Certain calls in python for loop sometimes executing twice per loop iteration

I have run into an extremely bizzare problem in python 2.7.9, involving the following loop:

for key,value in master_lines.iteritems():
   value = parse_line(value)
   if conflict_dict.get(key):
      if len(conflict_dict[key]) > 0:
         conflictcounter += 1

Specifically, the two lines that modify value are being executed twice per loop iteration, causing the final value that is written at the end of this stanza to be malformed and have a bunch of extra information. This isn't happening consistently -- some key/value pairs are processed with no problem at all, and then two or three in a row will be double-processed, and then the next ten will be fine. Note that the writer.writerow(value) call does not appear to be affected by this problem, because the corruption in the output file is at the line level -- I don't ever get multiple copies of the same line.
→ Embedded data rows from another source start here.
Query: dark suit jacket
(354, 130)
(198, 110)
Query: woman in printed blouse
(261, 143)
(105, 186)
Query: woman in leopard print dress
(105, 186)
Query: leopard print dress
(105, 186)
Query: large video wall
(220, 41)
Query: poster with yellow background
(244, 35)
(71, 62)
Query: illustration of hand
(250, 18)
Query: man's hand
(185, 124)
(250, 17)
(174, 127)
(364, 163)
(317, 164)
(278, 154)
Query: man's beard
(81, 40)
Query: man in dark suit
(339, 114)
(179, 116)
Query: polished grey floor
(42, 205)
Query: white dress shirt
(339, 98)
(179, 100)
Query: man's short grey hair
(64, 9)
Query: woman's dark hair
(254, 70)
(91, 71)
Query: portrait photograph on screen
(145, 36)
I should mention that this code is running against a massive dictionary (200,000 + entries), and that the problematic behavior doesn't appear to begin until I reach at least the 100,000th record. The behavior is completely consistent across runs, with only particular lines being affected.

I've tried using all of the approaches I know of to iterate through the dictionary (.iteritems(), .iterkeys() .items(), for key in dict:, etc.) -- and get the same weird results no matter what technique I use.

Any thoughts folks have would be greatly appreciated!

1 answer

  • answered 2017-01-11 14:21 grepe

    A dictionary in python is an unordered set and you do modify your dictionary while you are iterating it. Try this:

    >>> a={'b':[1,2,3],'c':[4,5,6]}
    >>> for k,v in a.iteritems():
    ...    v.insert(0,k)
    >>> print a
    {'c':['c',4,5,6], 'b':['b',1,2,3]}

    Depending on implementation, the order in which the dictionary items are processed does not need to be the same as the order in which you add them to the dictionary. And when you change your set while you iterate it, nobody can guarantee that the order will not change and the element that you just processed may also become the "next element to process".

    It's hard to guess what's going on without seeing your actual dictionary content and going through implementation of Python dict, but the correct way to do what you do would be to make copy of your data. To copy a list item use new_item = old_item[:] like this:

    >>> a={'b':[1,2,3],'c':[4,5,6]}
    >>> a2 = {}
    >>> for k,v in a.iteritems():
    ...    v2 = v[:]
    ...    v2.insert(0,k)
    ...    a2[k] = v2
    >>> print a
    {'c':[4,5,6], 'b':[1,2,3]}
    >>> print a2
    {'c':['c',4,5,6], 'b':['b',1,2,3]}

    Anyway, if you are processing dictionaries with over two-hundred-thousands items, you are probably doing something wrong.